The Abode line of credit had matured each December 4 over the years, and on each maturity anniversary, the bank had renewed it without fanfare and with minimal discussion. There would be three hundred sixty-five more days of Abode’s bank funded eleemosynary work. But if Jordan got his way, this time, the loan committee would have a different tone: One of nonrenewal. A tone of “Find another bank.” A tone of “We don’t want your business anymore.”
Amadi had prepared the usual loan renewal form for Jordan’s review. The form made the case for loan renewal and continued support for Abode. Jordan had the form, but he hadn’t read it. He didn’t need to. He knew his brother, he knew Abode, he knew what the form said, and he already knew what he wanted to do with the loan.
Amadi had just reminded Jordan of the bank’s simple obligation to the community and to Abode and its founders, Bella and James Franklin: to continue to fund Abode’s operations. “Bella and James are good folk. The best,” Amadi said. “We’ve gone to church with them, prayed with them, and gone to schools with their kids. We’ve mourned with them and we’ve marched with them.”

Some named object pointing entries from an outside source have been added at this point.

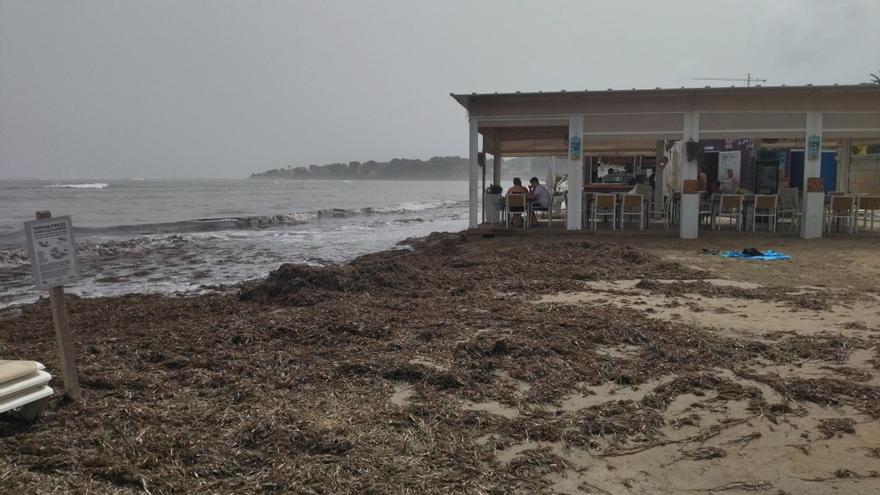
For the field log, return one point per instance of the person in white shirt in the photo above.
(540, 196)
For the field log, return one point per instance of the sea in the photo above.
(192, 236)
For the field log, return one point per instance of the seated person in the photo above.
(714, 190)
(517, 188)
(642, 188)
(539, 195)
(729, 184)
(540, 198)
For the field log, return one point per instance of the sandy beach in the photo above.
(593, 364)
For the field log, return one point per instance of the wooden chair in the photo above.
(868, 208)
(841, 208)
(604, 205)
(633, 206)
(515, 205)
(706, 211)
(765, 207)
(664, 213)
(730, 206)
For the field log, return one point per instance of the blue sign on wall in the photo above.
(574, 148)
(814, 144)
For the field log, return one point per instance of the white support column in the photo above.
(473, 175)
(689, 226)
(843, 156)
(574, 202)
(496, 160)
(658, 179)
(814, 202)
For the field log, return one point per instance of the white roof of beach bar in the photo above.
(632, 122)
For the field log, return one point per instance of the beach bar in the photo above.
(574, 126)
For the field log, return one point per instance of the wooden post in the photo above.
(66, 356)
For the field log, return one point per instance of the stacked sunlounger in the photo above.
(24, 388)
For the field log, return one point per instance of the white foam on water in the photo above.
(92, 185)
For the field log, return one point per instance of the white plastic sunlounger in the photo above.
(23, 388)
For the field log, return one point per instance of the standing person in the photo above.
(702, 181)
(729, 185)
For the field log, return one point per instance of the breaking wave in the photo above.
(93, 185)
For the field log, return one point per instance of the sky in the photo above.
(219, 88)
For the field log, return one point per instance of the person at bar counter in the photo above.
(642, 188)
(517, 188)
(539, 196)
(729, 184)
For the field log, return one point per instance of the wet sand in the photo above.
(602, 364)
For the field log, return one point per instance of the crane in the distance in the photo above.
(748, 80)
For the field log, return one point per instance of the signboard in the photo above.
(574, 148)
(728, 160)
(814, 145)
(52, 252)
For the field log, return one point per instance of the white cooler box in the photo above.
(23, 388)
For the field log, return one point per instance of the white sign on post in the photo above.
(52, 252)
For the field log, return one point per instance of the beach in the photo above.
(555, 364)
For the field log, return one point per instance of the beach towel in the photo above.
(768, 255)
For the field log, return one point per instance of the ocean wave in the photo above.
(16, 257)
(92, 185)
(260, 222)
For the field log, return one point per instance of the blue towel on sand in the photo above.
(769, 255)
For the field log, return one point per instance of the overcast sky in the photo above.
(216, 88)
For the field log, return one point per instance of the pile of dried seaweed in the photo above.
(797, 298)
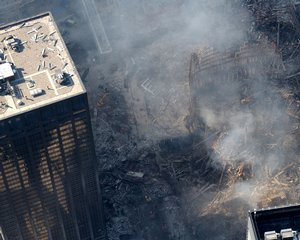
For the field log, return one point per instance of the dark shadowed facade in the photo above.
(49, 187)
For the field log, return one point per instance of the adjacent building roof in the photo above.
(35, 66)
(274, 223)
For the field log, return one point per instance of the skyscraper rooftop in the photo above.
(274, 223)
(35, 66)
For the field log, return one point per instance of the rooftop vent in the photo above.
(36, 92)
(13, 43)
(6, 71)
(272, 235)
(61, 77)
(288, 234)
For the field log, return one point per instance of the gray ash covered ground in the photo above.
(139, 97)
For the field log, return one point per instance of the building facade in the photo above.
(282, 223)
(49, 187)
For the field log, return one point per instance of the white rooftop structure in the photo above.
(34, 68)
(6, 70)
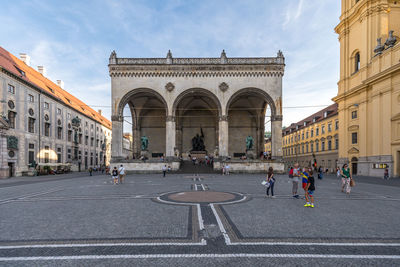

But his audience of one wasn’t hearing him.
“It’s just good business to put minorities in their first home,” Amadi argued, touching on Abode’s business model of building homes for lower middle-class families to provide access to the American dream — home ownership — for members of omitted groups that all shared the dubious honor of being on America’s historically long list of the shamefully treated. They were the invisibles, those left behind and marginalized in America. It was Abode’s vision to build homes in transitional neighborhoods and provide stability, not only to the families who bought the homes but to the neighborhoods as well. With Commonwealth’s help, Abode offered a piece of the American dream.
“Amadi, just this once, don’t lecture me. Listen to me. I don’t give two shits about dreams. People who dream have nightmares. I have no nightmares. I have data. I have a sense of where this bank is going now that I’m finally at the helm. I am a twenty-first century banker.” As he spoke, he unclasped his hands on the conference room table and, palms down, appeared to push as if he were attempting to lower the table and reduce its historical influence on the discussion.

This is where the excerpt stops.